Шофер и ученик захохотали.
— Ну-ну, а дальше?
— Чего дальше? Зашла я. Они стекла давай бить. Ну, я взяла швабру, вышла. Ну, дала им, пока швабра не сломалась.
Громкое ржание переполнило кабину.
— А об кого сломала?
— Об кого надо. Пошли они все!..
Бандитка матюгалась минуты три. Жук все это время захлебывался смехом, негромко похохатывал и Лешка, с удивлением и восхищением поглядывая на попутчицу.
Когда у проулка, где стоял барак, высадили ее, Алексей спросил:
— А чего их к нам присылают? Больше некуда, что ли?
— По старой памяти. Здесь же тот самый сто первый километр, что за пятьсот верст от порядочных городов. Вот проституток и кидают сюда на перевоспитание… нас? — Вовка снова заржал.
Дальше ехали молча. Дорога змеилась по лесу, побелевшему от снега. В одном месте спугнули ворон, которые обклевывали дохлятину на обочине. Что это был за зверек — Лешка не успел разглядеть. Теплый воздух в кабине расслаблял, клонило ко сну. Чтобы взбодриться, Алексей закурил.
— А-а-а… — зевнул Вовка, показав черные, прокуренные зубы. — Что-то сморило меня. Садись за руль. — Они на ходу поменялись местами. — Не гони и на левую сторону не выезжай. Перед развалиной, что у райцентра, разбудишь. — Он прислонился плечом и головой к дверце и быстро заснул.
А Лешка вел КамАЗ. Руки сжимали теплое рулевое колесо, под ногами щелкали педали, за спиной погрохивали на ухабах бревна. В кабине приятно пахло горелой соляркой и кисло — сигаретным дымом и сивухой. Лешкина шея быстро устала держать голову в одном положении, покалывало в позвонках. Время от времени он задирал вверх подбородок и вертел им влево-вправо, чтобы размять загривок. Но все равно машину интересно вести. Он уже не сомневался, куда пойдет учиться после школы: только шоферская работа, где, как говорит Вовка Жук, сам себе хозяин-барин.
ГЛАВА ВОСЬМАЯ
Новый год Порфиров встречал у Гилевича. Вовкины родители уехали в райцентр к дочери, поэтому в доме, кроме Алексея, собрались братья Тюхнины, их старшая сестра Надька со своим парнем Мишкой Кузиным, Светка Смирнова и ее подруга и соседка девятиклассница Ленка Титова.
Подготовились к празднику основательно. Стол украшали две бутылки самогонки, стянутые Вовкой у родителей, две бутылки водки, купленные Мишкой, и пять вина от Лешки и Тюхниных. И еды было много: маринованные грибы, квашеная капуста, копченый окорок, кровяная колбаса, холодец, жареная рыба, картофельная бабка — постаралась Вовкина мать.

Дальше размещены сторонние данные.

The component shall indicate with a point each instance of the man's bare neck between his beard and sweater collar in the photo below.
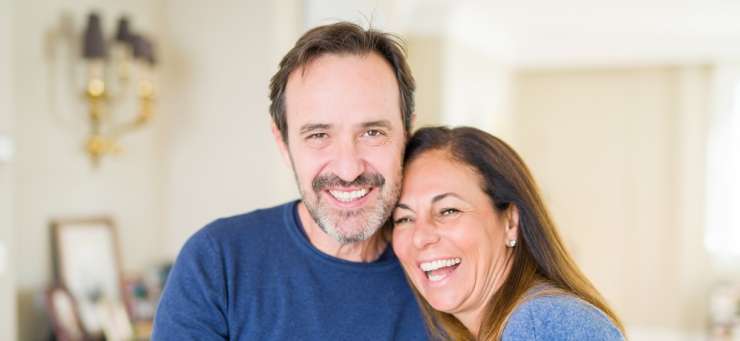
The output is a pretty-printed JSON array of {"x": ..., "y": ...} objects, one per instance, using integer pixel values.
[{"x": 364, "y": 251}]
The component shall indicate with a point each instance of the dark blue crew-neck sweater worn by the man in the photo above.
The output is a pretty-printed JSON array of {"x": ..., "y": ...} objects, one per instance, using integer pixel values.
[{"x": 257, "y": 277}]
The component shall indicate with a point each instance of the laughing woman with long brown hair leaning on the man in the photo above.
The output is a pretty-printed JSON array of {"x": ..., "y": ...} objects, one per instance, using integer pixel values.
[{"x": 481, "y": 251}]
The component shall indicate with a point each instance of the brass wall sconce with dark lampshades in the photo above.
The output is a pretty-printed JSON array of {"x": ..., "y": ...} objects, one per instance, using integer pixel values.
[{"x": 112, "y": 67}]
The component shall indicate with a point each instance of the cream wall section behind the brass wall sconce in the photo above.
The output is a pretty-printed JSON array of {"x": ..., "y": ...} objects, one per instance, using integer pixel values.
[{"x": 53, "y": 177}]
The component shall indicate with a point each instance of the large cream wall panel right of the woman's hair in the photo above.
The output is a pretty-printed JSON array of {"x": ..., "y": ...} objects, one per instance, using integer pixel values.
[{"x": 619, "y": 153}]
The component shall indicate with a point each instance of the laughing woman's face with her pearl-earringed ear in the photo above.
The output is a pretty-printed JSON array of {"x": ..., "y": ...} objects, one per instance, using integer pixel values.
[{"x": 449, "y": 238}]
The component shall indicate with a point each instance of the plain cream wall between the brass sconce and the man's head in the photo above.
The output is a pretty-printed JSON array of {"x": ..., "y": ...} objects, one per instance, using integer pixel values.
[{"x": 220, "y": 158}]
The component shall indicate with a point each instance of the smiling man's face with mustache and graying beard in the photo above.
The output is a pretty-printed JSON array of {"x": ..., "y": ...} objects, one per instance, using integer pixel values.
[{"x": 345, "y": 142}]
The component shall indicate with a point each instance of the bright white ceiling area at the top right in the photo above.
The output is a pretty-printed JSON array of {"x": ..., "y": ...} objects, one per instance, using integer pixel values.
[{"x": 593, "y": 32}]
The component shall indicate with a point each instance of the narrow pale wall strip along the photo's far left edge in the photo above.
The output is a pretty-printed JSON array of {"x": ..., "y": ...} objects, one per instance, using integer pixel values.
[{"x": 7, "y": 275}]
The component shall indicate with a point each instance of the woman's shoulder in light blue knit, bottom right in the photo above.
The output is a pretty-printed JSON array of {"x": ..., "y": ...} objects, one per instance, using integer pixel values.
[{"x": 559, "y": 317}]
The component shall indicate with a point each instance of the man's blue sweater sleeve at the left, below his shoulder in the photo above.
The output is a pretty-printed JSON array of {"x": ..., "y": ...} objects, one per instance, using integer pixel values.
[{"x": 193, "y": 303}]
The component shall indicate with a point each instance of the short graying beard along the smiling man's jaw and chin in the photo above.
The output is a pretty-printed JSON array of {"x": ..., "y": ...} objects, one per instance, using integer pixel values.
[{"x": 375, "y": 215}]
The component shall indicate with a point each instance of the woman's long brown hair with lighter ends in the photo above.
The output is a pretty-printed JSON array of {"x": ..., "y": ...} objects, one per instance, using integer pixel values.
[{"x": 540, "y": 256}]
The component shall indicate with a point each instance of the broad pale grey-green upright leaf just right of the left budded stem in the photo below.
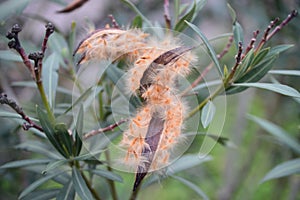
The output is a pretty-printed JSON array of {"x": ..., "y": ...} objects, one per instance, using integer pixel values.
[{"x": 50, "y": 77}]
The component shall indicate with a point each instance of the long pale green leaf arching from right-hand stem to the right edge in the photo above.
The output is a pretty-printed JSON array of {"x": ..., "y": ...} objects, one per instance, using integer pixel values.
[{"x": 275, "y": 87}]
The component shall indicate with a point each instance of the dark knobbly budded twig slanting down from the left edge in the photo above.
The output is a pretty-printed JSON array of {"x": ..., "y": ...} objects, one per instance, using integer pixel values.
[{"x": 12, "y": 103}]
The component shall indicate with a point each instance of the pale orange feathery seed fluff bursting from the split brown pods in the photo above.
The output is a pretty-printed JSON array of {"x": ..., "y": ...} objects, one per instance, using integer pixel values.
[{"x": 161, "y": 97}]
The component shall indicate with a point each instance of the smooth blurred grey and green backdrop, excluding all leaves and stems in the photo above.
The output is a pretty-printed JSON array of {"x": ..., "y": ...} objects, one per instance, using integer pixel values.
[{"x": 234, "y": 173}]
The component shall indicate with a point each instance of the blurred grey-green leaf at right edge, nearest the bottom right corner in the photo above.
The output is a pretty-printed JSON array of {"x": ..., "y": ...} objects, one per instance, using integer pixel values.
[{"x": 284, "y": 169}]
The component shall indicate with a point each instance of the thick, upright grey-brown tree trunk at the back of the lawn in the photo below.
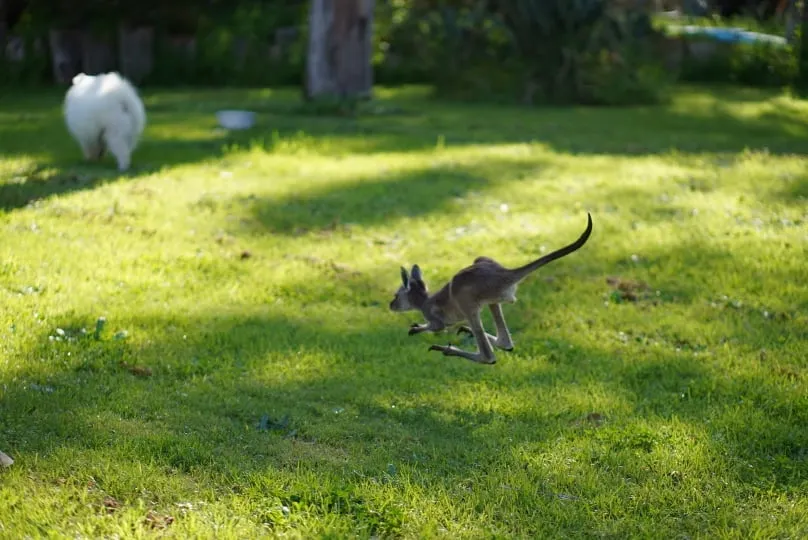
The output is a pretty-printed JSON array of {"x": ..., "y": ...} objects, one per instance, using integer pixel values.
[{"x": 340, "y": 42}]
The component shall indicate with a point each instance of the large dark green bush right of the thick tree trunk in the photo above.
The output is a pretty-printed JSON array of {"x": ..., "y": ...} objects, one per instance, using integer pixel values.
[{"x": 581, "y": 51}]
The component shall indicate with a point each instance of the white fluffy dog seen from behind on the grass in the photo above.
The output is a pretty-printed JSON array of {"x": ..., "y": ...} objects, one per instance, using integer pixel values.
[{"x": 104, "y": 112}]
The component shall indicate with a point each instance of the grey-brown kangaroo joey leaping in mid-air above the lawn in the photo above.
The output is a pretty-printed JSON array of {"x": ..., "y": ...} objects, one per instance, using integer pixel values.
[{"x": 484, "y": 283}]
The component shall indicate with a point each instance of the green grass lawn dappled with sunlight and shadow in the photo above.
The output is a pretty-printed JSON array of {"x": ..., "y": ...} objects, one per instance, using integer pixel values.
[{"x": 250, "y": 379}]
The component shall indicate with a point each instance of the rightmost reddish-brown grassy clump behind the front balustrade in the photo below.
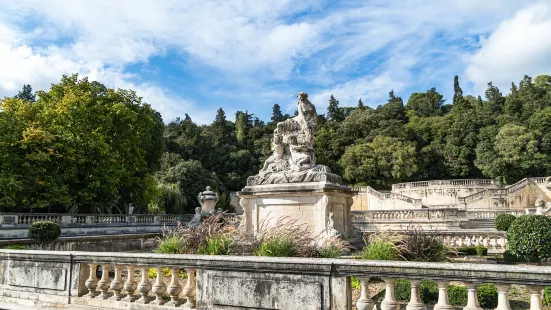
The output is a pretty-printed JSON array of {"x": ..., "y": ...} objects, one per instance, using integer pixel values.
[{"x": 421, "y": 246}]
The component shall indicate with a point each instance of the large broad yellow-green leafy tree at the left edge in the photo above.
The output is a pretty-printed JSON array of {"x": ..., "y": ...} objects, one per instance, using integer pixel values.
[{"x": 80, "y": 144}]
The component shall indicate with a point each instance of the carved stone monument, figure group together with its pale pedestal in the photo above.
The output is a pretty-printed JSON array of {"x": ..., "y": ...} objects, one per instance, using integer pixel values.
[{"x": 290, "y": 183}]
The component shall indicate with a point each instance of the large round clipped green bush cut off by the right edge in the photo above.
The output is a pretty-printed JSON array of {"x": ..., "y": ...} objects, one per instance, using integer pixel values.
[{"x": 530, "y": 236}]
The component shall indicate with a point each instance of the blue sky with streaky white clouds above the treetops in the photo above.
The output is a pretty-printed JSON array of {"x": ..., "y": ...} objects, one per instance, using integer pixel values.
[{"x": 187, "y": 56}]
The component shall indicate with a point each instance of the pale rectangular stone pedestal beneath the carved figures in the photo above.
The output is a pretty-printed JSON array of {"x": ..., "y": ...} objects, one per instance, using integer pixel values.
[{"x": 323, "y": 206}]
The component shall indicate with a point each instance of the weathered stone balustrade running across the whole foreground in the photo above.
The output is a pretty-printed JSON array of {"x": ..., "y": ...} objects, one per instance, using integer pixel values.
[{"x": 238, "y": 282}]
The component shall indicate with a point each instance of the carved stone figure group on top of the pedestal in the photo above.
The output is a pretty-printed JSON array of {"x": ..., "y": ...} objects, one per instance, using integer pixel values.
[{"x": 293, "y": 159}]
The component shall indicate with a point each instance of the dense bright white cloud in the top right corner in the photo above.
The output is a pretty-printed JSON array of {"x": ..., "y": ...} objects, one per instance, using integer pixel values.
[{"x": 520, "y": 45}]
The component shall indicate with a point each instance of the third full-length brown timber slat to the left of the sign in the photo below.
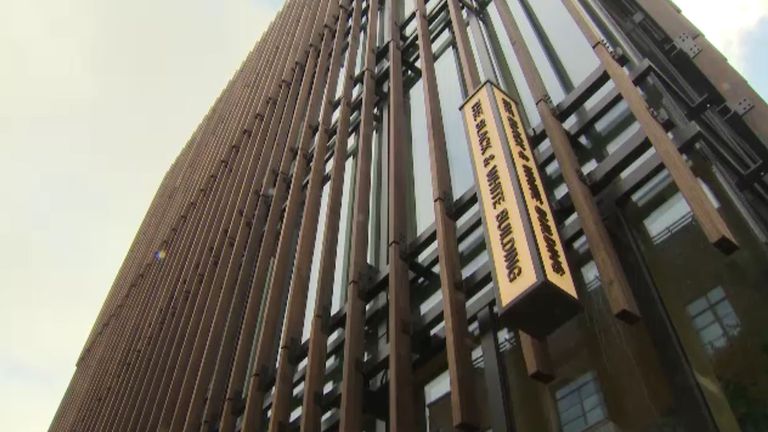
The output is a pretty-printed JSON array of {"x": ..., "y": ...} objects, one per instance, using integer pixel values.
[{"x": 352, "y": 374}]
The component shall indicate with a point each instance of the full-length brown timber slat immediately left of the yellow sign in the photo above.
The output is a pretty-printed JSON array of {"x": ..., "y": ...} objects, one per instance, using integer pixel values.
[{"x": 458, "y": 353}]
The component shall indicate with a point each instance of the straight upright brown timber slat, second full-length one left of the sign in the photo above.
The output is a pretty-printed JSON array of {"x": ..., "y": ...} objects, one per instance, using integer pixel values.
[{"x": 401, "y": 415}]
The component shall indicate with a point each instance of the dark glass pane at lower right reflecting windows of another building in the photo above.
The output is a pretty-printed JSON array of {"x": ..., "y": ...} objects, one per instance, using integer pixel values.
[{"x": 721, "y": 329}]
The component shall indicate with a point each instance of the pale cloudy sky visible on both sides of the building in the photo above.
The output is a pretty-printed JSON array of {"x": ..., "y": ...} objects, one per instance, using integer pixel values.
[{"x": 97, "y": 97}]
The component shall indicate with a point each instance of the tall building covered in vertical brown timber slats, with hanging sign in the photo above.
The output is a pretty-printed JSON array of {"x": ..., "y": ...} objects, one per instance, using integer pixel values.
[{"x": 335, "y": 247}]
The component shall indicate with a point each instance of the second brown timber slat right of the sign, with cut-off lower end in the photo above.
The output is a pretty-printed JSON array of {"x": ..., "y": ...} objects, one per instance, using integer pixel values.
[{"x": 710, "y": 221}]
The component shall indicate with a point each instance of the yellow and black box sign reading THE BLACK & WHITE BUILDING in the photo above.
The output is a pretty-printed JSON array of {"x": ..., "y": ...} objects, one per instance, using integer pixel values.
[{"x": 535, "y": 290}]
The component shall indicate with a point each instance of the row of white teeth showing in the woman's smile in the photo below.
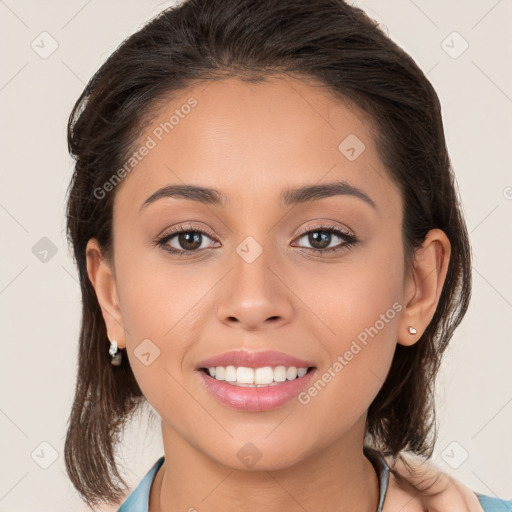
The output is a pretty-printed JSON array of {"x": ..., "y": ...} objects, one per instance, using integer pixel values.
[{"x": 256, "y": 377}]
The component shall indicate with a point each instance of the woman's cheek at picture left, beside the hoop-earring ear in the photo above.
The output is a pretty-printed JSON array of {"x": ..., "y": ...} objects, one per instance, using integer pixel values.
[{"x": 163, "y": 309}]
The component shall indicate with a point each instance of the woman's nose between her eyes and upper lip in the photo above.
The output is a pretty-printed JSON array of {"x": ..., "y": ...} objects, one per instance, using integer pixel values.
[{"x": 253, "y": 295}]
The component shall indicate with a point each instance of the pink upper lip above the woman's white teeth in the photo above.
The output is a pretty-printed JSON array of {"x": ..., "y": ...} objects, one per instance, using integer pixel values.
[{"x": 251, "y": 359}]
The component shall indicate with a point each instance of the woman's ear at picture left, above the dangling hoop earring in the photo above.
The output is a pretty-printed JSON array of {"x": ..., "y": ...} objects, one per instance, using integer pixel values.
[{"x": 102, "y": 276}]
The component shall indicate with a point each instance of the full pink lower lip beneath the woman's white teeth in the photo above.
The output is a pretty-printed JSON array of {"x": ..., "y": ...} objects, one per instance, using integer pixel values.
[{"x": 256, "y": 399}]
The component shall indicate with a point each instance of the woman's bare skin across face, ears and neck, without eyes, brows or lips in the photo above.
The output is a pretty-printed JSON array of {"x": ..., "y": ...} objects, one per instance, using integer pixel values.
[{"x": 251, "y": 141}]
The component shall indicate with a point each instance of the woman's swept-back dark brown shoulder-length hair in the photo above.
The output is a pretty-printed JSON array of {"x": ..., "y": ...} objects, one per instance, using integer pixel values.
[{"x": 333, "y": 43}]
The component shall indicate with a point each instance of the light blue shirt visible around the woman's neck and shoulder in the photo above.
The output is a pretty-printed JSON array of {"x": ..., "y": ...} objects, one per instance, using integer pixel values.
[{"x": 138, "y": 500}]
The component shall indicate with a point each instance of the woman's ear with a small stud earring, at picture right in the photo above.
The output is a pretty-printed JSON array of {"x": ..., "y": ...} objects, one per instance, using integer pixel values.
[{"x": 423, "y": 286}]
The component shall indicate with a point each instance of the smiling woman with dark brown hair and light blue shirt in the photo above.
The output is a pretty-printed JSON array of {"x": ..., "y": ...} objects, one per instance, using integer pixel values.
[{"x": 266, "y": 228}]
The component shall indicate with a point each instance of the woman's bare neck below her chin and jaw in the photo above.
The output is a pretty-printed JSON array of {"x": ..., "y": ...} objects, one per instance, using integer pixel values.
[{"x": 337, "y": 478}]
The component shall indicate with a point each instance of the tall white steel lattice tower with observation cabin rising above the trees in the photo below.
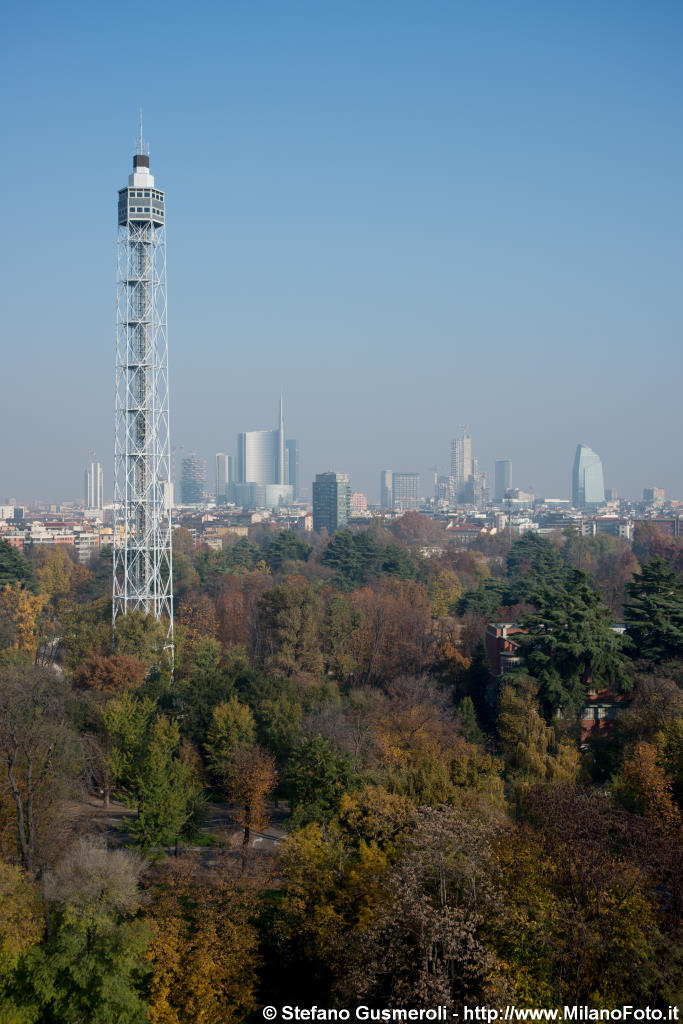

Парни сразу распили две бутылки вина и хотели еще пару давануть, но помешала Надька.
— Хватит, а то до Нового года нажретесь, праздник испортите. Идите лучше телевизор смотреть.
Алексей сидел на диване рядом со Светкой. По телику показывали цирк, соседка весело смеялась, дергала Лешку за рукав. Ничего — забавно. Одного Гришку цирк не увлекал. Он было задремал, потом сходил на кухню и теперь напихивался чем-то, громко чавкая. Вскоре на кухню ушли Ванька и Мишка и не вернулись. Алексей ждал, ждал, не выдержал и сам пошел.
Приятели сидели на низеньких скамеечках у печки, курили.
Из-за сваленных у топки березовых поленьев выглядывало горлышко бутылки.
— Ты, Леха? — облегченно выдохнул Мишка. — Бери посуду, подсаживайся.
Ванька наполнил три стопки, выпили.
— …Они думают, если шибко грамотные, значит, все, — продолжал Мишка рассказывать Тюхнину. — А вот им! — Он хлопнул ребром ладони по локтевому сгибу другой руки. — Командир мне говорит, мол, построже с ними, Кузин, не церемонься, а не будет порядка, с тебя шкуру спущу. Ну, я и не церемонился. Остальные сержанты тоже. Так что в армии вам легко будет: офицеры любят деревенских. Это городских, особенно студентов — чмошников! — тех, как!.. — Кузин лихо, с армейским уклоном выругался. — Так им и надо.